Provost search committee announced as Pat Farrell steps down


Provost Pat Farrell poses for the camera. A search committee for the new provost was announced as Farrell plans to take a sabbatical and step down.(Courtesy of Lehigh University Website)

There will be a search committee tasked with selecting a replacement for Provost Pat Farrell, who is stepping down and taking a sabbatical on June 30 after what will be his 11th year in the position, President John Simon announced in an Aug. 29 email.

Shalinee Kishore, who serves as the Iacocca Chair and associate director of the Institute for Cyber Physical Infrastructure and Energy, is heading the search committee. Kishore is also a professor of electric and computer.

The search committee consists of 18 members who represent different constituencies throughout Lehigh.

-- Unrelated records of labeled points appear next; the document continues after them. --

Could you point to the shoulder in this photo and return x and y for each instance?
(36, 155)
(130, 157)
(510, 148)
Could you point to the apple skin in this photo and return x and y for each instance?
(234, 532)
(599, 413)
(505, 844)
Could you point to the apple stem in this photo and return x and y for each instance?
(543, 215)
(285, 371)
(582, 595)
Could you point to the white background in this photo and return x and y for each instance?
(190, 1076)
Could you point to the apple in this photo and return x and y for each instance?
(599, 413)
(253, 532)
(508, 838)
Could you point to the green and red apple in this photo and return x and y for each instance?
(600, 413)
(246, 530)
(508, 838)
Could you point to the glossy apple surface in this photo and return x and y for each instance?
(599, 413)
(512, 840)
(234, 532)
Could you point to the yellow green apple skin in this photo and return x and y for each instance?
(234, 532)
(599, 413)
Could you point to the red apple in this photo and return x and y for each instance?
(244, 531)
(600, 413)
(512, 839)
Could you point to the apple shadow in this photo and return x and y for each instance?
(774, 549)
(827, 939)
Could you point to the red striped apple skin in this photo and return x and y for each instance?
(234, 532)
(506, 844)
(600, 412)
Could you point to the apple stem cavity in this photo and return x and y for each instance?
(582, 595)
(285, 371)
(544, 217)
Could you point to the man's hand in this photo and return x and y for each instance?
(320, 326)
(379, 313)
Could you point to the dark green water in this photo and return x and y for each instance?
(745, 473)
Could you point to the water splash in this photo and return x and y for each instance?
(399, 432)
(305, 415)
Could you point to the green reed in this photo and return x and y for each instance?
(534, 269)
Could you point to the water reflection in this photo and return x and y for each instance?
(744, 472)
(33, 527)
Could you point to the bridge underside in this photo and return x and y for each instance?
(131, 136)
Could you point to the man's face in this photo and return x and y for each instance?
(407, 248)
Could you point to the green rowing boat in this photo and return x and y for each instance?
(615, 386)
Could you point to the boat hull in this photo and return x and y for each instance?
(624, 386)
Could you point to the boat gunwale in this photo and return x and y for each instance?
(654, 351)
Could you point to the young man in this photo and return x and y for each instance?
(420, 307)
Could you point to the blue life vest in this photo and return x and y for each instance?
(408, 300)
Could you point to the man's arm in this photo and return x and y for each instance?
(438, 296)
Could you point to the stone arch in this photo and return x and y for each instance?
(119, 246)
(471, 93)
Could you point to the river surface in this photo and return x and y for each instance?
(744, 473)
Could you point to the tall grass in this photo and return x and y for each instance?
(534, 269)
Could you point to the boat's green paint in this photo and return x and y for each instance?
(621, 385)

Among the members are college deans ⁠— like Whitney Witt, the inaugural dean of the College of Health ⁠— associate professors, representatives from the Board of Trustees and the undergraduate and graduate Student Senate presidents. 

“The breadth of the university is supposed to be reflected along with key stakeholders and constituents that the provost would interact with,” Kishore said. 

Julia Pardee, ‘21, undergraduate Student Senate president, is a member of the search committee. 

She said one of the biggest qualities that she would like to see in a future provost is for them to be an effective communicator.

“By being a part of this committee, we’ll see how candidates react to a student being involved in the search process,” Pardee said. “It’s nice to see the administration prioritizing the needs of students.”

The search committee is organized by Simon, and its members are expected to help with the logistics and scheduling candidates. As head of the search committee, Kishore will interact directly with Simon and other campus leaders to identify the attributes and qualities desired in the new provost. 

Kishore said they want to communicate those qualities to the committee, ensuring they use those metrics to evaluate potential candidates. 

“We are looking for a dynamic, forward-thinking academic leader,” Kishore said. “Someone who has demonstrated leadership strength and the ability to make tough decisions, along with ensuring that they promote academic excellence and are committed to diversity and inclusion.” 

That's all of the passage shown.